AtomGen Documentation#
Welcome to the documentation for AtomGen, a toolkit for atomistic machine learning and generative modeling. AtomGen provides researchers and developers with tools to explore, experiment, and innovate in the realm of molecular and materials science using state-of-the-art deep learning techniques.
Overview#
AtomGen offers a comprehensive framework for handling atomistic datasets, training various models, and experimenting with different pre-training and fine-tuning tasks. It streamlines the process of working with diverse molecular and materials datasets, enabling large-scale pre-training and task-specific fine-tuning on atomistic data.
Key Features#
Data Handling: Efficient processing and loading of large-scale atomistic datasets.
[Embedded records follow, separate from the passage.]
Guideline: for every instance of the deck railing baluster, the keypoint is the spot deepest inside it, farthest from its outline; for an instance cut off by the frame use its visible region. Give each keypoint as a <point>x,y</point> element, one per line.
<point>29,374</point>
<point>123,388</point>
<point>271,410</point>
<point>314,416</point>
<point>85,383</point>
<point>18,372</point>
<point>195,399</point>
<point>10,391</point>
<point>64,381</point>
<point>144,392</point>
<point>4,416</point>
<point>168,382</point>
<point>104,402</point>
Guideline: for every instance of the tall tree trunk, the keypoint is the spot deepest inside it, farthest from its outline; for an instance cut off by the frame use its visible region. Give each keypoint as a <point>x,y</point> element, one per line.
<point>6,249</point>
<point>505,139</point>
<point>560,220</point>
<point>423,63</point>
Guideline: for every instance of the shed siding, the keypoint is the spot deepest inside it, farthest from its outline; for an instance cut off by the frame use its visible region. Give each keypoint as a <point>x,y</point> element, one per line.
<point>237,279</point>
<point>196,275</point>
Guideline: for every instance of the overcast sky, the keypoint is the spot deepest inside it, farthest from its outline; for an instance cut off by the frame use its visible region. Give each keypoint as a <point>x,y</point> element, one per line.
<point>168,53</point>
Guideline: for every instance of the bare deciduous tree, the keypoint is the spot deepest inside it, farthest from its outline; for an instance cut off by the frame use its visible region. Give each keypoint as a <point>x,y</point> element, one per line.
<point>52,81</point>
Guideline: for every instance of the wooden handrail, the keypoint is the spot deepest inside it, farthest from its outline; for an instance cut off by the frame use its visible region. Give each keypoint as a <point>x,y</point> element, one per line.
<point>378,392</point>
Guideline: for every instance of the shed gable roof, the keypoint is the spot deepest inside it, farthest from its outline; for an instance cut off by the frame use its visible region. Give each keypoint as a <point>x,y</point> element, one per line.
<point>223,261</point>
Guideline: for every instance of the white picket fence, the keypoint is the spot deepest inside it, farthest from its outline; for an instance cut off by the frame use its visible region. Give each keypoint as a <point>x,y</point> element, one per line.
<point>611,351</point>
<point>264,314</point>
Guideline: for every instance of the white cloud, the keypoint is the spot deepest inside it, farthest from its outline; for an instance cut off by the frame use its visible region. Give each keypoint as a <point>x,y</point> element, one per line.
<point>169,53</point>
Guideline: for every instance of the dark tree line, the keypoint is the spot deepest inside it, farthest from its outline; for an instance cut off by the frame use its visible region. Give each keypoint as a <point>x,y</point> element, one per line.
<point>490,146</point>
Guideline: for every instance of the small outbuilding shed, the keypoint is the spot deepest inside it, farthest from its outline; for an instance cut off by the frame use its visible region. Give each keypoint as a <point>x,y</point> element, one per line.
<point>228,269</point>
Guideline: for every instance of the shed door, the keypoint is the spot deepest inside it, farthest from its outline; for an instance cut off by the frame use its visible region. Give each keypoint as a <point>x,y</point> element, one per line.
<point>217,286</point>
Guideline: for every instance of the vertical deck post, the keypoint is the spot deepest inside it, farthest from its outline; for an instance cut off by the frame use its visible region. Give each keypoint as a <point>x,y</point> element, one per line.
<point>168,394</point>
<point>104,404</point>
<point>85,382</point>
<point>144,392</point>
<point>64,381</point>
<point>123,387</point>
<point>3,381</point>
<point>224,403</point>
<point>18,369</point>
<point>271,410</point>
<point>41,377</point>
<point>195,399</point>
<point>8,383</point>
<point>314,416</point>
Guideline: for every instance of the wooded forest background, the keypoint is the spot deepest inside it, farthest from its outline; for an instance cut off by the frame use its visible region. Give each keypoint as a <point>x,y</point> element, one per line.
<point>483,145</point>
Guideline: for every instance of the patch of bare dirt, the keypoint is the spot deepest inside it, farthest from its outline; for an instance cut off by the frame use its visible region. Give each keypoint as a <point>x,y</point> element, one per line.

Model Architectures: Implementation of advanced models like AtomFormer, designed for molecular representation learning.
Pre-training: Support for various pre-training tasks such as Structure to Energy and Forces (S2EF) prediction.
Fine-tuning: Easy adaptation of pre-trained models to downstream tasks using ATOM3D benchmarks.
Scalability: Designed for distributed training on multiple GPUs.
Datasets#
AtomGen supports a variety of datasets, including:
S2EF-15M: A large-scale dataset aggregated from multiple sources (OC20, OC22, ODAC23, MPtrj, SPICE) for pre-training.
ATOM3D Benchmarks: Task-specific datasets for molecular property prediction, including:
SMP (Small Molecule Properties)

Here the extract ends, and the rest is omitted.